================
@@ -1,119 +1,542 @@
-=============================================
-SYCL Compiler and Runtime architecture design
-=============================================
+============
+SYCL Support
+============
.. contents::
:local:
Introduction
============
+The `SYCL 2020 specification <SYCL-2020_>`_ defines a single-source programming
+model and C++ run-time library interface for writing portable programs that
+support heterogeneous devices including GPUs, CPUs, and accelerators.
+The specification is intended to allow for a wide range of implementation
+possibilities, examples of which include:
+
+- A SYCL run-time library written in standard C++ that executes kernels on a
+ homogeneous set of host and device processors, each of which can execute
+ common compiled code from shared memory.
+- A SYCL run-time library that executes kernels on a heterogeneous set of
+ device processors for which each kernel is pre-compiled for each supported
+ device processor (Ahead-Of-Time (AOT) compilation) or for a family of device
+ processors (Just-In-Time (JIT) compilation).
+
+Since Clang is a conforming implementation of the C++ standard, no additional
+features are required for support of the first implementation strategy.

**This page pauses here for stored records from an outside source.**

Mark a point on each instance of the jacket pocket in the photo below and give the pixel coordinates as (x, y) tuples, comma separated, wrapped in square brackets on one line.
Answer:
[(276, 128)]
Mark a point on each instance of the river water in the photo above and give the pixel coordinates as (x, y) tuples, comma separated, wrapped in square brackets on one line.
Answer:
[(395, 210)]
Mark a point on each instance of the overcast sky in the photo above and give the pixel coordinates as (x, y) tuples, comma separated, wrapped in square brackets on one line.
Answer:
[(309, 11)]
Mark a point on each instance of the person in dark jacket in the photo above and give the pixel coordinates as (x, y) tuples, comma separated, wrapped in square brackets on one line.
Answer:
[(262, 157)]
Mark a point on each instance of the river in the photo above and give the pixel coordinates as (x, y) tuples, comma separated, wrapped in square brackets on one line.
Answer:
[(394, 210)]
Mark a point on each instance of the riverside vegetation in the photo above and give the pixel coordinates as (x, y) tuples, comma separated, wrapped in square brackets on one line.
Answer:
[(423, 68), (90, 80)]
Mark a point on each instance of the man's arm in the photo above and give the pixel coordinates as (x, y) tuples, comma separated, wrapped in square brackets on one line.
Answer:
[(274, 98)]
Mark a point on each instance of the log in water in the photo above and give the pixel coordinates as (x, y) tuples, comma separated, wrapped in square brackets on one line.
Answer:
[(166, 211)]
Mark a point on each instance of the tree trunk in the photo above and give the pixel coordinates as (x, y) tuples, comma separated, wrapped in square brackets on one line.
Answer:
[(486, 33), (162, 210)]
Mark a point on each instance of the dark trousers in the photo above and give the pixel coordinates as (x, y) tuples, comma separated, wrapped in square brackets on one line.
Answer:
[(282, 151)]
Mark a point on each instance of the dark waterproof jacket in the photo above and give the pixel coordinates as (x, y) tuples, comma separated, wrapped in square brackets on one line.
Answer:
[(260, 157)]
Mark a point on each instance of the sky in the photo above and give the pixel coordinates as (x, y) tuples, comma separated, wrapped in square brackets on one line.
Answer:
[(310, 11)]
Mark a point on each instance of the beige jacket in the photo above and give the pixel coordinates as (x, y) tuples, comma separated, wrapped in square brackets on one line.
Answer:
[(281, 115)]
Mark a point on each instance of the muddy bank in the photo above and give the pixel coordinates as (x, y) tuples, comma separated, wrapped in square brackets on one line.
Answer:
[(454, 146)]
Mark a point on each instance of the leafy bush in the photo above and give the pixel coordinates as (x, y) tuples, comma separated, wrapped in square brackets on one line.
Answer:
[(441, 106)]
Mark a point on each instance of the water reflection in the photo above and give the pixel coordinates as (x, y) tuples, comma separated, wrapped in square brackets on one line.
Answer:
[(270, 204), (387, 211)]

+This document details the core language features Clang provides for use by
+SYCL run-time libraries that use the second implementation strategy.
+
+.. _SYCL-2020:
+ https://registry.khronos.org/SYCL/specs/sycl-2020/html/sycl-2020.html
+
+
+Example Usage
+=============
+SYCL is designed as an extension of C++ rather than as a distinct programming
+language.
+SYCL support is enabled with the `-fsycl <opt-fsycl_>`_ option.
+
+.. code-block:: sh
+
+ clang++ -c -fsycl source-file.cpp
+
+The choice of which target devices will be supported is made at compile time.
----------------
tahonermann wrote:
I was unsure whether it was worthwhile to distinguish between concrete and
virtual device architectures and intermediate representations other than via
some vague hand waving about AOT and JIT. SPIR-V targets aren't completely
device agnostic since the LLVM IR is still constrained by ABI decisions (e.g.,
32-bit vs 64-bit).
What I was trying to convey is that the set of target devices that are eligible
for use at run-time is constrained by choices made at compile-time. I'll try to
clarify this. I'll look at adding some commentary about concrete vs virtual
architectures in the "Supported Targets" section too.